In recent months, economic and political excitement within assorted emerging, developing, and frontier nations have entranced most marketplace observers and captured the attention of numerous politicians in the United States and other so-called advanced nations. In contrast, Japan, having once been in the limelight, nowadays stands in the background of the international financial theater. However, Japan currently deserves more of a starring role.

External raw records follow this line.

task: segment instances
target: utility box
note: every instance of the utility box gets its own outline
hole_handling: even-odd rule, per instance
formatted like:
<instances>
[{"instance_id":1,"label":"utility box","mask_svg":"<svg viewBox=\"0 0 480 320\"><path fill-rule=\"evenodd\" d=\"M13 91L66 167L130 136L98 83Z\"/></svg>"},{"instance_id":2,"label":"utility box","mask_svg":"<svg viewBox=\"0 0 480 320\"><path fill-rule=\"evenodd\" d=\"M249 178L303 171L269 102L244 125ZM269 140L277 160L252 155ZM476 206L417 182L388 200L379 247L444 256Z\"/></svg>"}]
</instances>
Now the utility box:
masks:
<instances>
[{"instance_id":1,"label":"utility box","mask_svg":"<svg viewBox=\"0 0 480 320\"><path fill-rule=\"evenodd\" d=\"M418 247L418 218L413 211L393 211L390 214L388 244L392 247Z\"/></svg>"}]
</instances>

Japan’s changing political leadership in late 2012 and the subsequent major new round of substantial monetary laxness encouraged major- and intertwined- Japanese Yen weakness and Japanese equity (Nikkei) strength. The new Japanese policies, the Nikkei’s stratospheric rally, and the Yen’s rapid bear tumble probably helped to encourage global economic optimism in general as well as rallies in the S+P 500 and many other key world stock marketplaces in particular.

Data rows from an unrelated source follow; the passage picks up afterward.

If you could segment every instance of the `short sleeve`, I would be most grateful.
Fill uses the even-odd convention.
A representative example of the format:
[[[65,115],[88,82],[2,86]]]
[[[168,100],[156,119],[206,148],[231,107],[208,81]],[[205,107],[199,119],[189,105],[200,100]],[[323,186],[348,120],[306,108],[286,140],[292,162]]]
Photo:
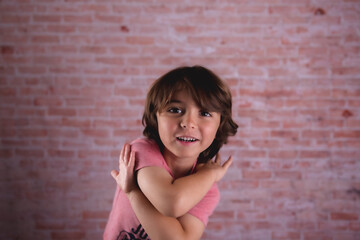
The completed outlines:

Yet at present, many players nevertheless increasingly take for granted Japan’s extraordinary monetary easing actions of early 2013 (and related other parts of “Abenomics”) and their marketplace consequences. Clairvoyants likewise currently place comparatively little emphasis on Japan’s current sluggish GDP prospects. They also do not underline that both the Japanese Yen and Nikkei apparently entered into a sideways trend beginning around late May 2013.
Of course diverse and entangled variables influence economic levels and trends (and storytelling about them), whether in Japan or elsewhere. But because Japan rather recently ventured on such extraordinary monetary easing, signs of mediocre Japanese economic performance warn that other very lax central bank policies increasingly will have diminished growth benefits as time passes. For example, the International Monetary Fund predicts Japan’s calendar 2015 real GDP will increase merely one percent. Japan also has not escaped its gloomy government spending and debt situation. The sideways trends in the Nikkei and Yen arguably reflect such current (potential) Japanese performance.
The recent high in Japanese stocks and bottom in the Yen probably will not be broken by much if at all any time soon. Also, a notable (even if not major) decline in the Nikkei from its recent peak alongside a rally in the Yen relative to its recent low will be a bearish sign for the world economy as well as for the S+P 500 and many other stock marketplaces.